I once had a discord account. I would have to reactivate it. You also did a CDLOD. I plan to start a project on github where I will then upload the ocean. Since I do everything with WebGPU, I can only now continue effectively with r157. I recently downloaded r157 and integrated it into my project and also integrated the new StorageTexture class. I think it’s great. WebGL2 is simply not well suited for the ocean with its moving surface. I don’t yet know how I do this with my planets, as the project folder is already 10 GB in size due to the many elevation maps. I will have to do this via my own homepage.
I don’t like unfinished things per se, but I could upload my ocean project to Github as soon as I’ve simply implemented the IFFT mechanism in WebGPU. It won’t look like an ocean at the beginning, but it will contain the most important elements fully functional, such as my multithreading CDLOD.
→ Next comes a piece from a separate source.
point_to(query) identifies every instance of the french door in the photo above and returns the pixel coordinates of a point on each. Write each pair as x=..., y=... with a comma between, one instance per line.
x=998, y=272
Thanks @sunag, with r158 there has been great progress in the development of my webgpu ocean. Phil has also once again inspired me to make a significant improvement. Unfortunately I can’t load this onto my site because for efficiency reasons I use several sharedArrayBuffers for which I need crossOriginIsolation. What is easy on a local server is unfortunately not possible on a standard server that you host. Therefore just pictures. The wave behavior is very real, I can stare at the screen for minutes and not get bored. And at the moment it’s just a monochrome, opaque, non-reflective surface without ray tracing, without foam. Just displacement and normal texture. This highly efficient ocean surface is only possible with the three.js webGPURenderer. Dozens of compute shaders are executed at every interval and it runs on my laptop with a simple onboard graphics chip.
Now with a better surface:
If you look closely you will notice gaps in the surface. This is because I had to deactivate lod morphing because otherwise there would be ugly texture errors. The reason is because I access the position attribute in the colorNode. But I need my morphed “vPositions” from the positionNode in the colorNode. But I don’t yet know how to pass that in the node system.
Normally this works in wgsl with structs. Alternatively, I could use stitching instead of lod morphing, but morphing is more elegant because it is stepless.